Importantly, the Budget opens up FDI for farming and the food sector and proposes to allow 100 per cent FDI in marketing food products. According to the government, this would create vast employment opportunities but it has to be seen how various organizations which are opposed to FDI react to this.

Further, each Panchayat would get Rs 80 lakhs and urban local body Rs 21 crores for bettering the standard of living, sanitation, connectivity and better health in the coming years.

The Budget reinforces the social sectors including education and health wherein allocation has been increased by 9 per cent from last year’s Rs 1.39 lakh crore to Rs 1.51 lakh crore. Schemes for welfare of women have also seen a 12 per cent surge to Rs 1.01 lakh crore from Rs 90,000 crore.

Also, the health insurance of Rs 1 lakh per family and Shyama Prasad Mukherjee Rurban Mission for improving rural infrastructure is likely to change the landscape for a cleaner and healthy India.

Higher education which has created a strong community of non-resident Indians gets priority for having employable youth and world class higher educational institutions, initially 10 each in public and private sectors, to help these emerge as teaching and research organisations. An allocation of Rs 1000 crore has been made for higher education financing as there have been complaints about the competence level of graduates and post-graduates.

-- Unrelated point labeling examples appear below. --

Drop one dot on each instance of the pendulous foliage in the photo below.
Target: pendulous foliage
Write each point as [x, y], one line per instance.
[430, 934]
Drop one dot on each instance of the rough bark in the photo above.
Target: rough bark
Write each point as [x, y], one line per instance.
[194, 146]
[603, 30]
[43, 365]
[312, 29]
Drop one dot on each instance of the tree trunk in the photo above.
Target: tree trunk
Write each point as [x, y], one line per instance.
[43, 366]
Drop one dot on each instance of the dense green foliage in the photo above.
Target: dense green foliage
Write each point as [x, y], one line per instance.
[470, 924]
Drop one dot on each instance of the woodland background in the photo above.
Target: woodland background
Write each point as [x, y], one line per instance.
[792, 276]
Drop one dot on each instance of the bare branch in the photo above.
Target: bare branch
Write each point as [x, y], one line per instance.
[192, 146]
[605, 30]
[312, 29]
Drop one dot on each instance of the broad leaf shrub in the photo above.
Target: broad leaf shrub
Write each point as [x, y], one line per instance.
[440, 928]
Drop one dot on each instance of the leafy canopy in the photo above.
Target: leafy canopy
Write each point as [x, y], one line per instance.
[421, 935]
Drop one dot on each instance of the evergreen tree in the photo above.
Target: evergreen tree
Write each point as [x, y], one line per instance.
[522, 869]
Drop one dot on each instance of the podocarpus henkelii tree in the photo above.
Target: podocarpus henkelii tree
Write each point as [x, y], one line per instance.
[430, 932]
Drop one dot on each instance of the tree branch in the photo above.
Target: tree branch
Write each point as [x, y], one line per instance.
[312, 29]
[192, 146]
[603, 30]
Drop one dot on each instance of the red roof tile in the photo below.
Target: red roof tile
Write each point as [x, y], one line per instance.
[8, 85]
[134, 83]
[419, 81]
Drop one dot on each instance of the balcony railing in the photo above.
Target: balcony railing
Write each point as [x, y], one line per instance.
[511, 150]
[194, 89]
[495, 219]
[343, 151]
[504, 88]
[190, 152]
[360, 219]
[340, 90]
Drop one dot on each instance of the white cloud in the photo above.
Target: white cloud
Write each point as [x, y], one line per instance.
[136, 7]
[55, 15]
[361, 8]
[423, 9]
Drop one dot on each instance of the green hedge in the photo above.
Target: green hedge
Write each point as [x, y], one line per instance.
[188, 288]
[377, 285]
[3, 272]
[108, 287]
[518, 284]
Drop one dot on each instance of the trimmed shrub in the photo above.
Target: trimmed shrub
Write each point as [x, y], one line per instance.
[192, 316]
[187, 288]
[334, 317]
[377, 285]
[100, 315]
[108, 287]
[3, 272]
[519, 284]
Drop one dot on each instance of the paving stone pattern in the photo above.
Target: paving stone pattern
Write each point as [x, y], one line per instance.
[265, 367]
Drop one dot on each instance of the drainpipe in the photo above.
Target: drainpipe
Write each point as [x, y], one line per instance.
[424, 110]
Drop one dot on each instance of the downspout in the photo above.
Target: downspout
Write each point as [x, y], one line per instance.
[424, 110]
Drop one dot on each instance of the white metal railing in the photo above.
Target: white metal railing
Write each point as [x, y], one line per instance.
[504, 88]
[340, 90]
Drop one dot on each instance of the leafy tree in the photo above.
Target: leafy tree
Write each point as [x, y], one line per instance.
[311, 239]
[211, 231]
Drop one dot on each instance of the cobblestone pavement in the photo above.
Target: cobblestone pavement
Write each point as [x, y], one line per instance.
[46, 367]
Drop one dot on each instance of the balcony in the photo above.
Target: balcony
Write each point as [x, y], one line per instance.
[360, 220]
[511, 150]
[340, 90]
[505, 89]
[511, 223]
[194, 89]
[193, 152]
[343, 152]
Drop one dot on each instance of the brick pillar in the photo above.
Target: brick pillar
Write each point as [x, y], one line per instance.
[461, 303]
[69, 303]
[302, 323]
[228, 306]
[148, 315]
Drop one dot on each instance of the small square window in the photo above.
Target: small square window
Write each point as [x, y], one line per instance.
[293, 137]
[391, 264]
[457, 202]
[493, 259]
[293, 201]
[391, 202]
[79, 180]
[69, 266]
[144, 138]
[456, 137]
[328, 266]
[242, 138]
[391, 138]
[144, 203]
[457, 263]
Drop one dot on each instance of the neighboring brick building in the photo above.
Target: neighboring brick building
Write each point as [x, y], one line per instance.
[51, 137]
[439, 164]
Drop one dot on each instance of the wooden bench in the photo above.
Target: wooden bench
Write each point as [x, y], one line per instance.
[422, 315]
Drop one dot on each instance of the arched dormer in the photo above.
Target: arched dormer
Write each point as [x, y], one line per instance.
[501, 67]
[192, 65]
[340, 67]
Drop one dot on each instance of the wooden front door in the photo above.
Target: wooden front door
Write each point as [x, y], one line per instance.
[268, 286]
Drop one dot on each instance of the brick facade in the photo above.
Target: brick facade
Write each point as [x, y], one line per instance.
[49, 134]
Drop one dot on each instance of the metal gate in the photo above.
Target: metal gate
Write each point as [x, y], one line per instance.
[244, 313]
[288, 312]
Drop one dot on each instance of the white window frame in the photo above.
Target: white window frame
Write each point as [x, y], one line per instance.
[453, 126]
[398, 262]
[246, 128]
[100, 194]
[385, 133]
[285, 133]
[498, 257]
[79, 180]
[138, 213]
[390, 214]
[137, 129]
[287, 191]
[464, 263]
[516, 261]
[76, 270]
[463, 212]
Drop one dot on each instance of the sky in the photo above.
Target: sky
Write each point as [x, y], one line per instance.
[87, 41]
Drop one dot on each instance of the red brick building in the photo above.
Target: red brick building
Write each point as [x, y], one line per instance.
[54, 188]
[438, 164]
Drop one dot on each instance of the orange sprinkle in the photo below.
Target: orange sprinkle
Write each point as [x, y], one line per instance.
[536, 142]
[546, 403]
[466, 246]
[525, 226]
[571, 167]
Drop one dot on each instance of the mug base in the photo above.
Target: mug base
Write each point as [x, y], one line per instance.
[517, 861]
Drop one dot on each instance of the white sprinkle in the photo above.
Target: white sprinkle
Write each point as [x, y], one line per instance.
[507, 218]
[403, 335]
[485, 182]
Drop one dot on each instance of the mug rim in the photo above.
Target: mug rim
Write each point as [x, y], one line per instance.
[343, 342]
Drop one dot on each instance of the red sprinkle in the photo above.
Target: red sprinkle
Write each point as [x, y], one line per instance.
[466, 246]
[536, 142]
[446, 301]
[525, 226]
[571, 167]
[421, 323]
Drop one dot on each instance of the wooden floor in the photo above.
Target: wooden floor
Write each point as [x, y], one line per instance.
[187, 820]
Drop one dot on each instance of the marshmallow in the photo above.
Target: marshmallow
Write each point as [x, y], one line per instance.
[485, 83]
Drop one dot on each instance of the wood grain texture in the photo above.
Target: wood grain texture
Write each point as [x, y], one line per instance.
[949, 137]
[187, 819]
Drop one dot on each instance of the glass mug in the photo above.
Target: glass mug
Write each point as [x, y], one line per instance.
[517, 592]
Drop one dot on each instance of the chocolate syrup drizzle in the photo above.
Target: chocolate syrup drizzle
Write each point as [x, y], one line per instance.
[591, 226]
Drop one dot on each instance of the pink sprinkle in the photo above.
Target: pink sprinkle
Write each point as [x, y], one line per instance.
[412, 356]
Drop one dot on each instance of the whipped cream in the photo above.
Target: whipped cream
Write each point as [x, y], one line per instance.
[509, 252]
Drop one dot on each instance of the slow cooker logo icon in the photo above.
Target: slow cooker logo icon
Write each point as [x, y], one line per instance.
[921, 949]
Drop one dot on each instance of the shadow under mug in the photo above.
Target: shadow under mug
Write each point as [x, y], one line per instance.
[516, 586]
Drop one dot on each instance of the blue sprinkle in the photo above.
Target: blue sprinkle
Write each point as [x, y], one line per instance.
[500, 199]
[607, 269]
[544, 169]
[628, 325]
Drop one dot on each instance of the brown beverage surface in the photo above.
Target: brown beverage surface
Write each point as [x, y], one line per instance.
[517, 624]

Moreover, the Budget incentivises creation of new quality jobs in the formal sector. The Central government would pay the employers’ contribution of 8.33 per cent Rs 1,000 crores in 2016-17 for all new employees to the Employees Provident Fund Organisation (EPFO) for the first three years of their employment. Apart from ensuring continuity of jobs and the needed social security this should also puts a check on the tendency of employers not to show new employees in their books, adding to tension and stress among young workers. The Economic Survey too stresses this point.

Additionally, a push has been given to entrepreneurship through 100 per cent deduction of profits for start-ups, Rs 1.8 lakh crore loans through Mudra Yojana and major boost to scheduled castes/tribes and women in the stand-up programme.

True, these steps increases burden on the Finance Minister as he has to pay 10 per cent more and 42 per cent to States as share of taxes. But he has made it up through introduction of many cesses: Krishi Kalyan Rs 5,000 crore, infrastructure Rs 3,000 crore and various others will burden taxpayers by 12 per cent more, earning the government net revenue of Rs 1.94 lakh crore, almost one-tenth of the total budget of Rs 19.78 lakh crores.

Higher taxes might act as dampener to the proposed positive steps and would even prove inflationary, a major concern of the government. But it is sandwiched between welfare needs and fund crunch. Consequently, it has to understand that higher taxes reduce purchasing capacity.

Buying a car is no more a luxury and putting a ‘sin’ tax on it might hit manufacturing, a priority area of this government. Similarly making eating out expensive has led to closure of many restaurants and eating jaunts, almost acting contrary to what the Government seeks to promote as entrepreneurship.

Thus, the government should reconsider lowering of service tax and levying of some other cesses. It also needs to consider removal of TDS on bank deposits. Interest accruals are mere hedging of value and not earnings. True globally this is a critical juncture but India stands apart due to its domestic strength and demographic dividend. Clearly, discussion on how to have more revenue through promoting overall economic activities need to be considered as income tax ends up in more disputes and collection costs. A view on this also needs to be taken to completely break away from Manmohanomics!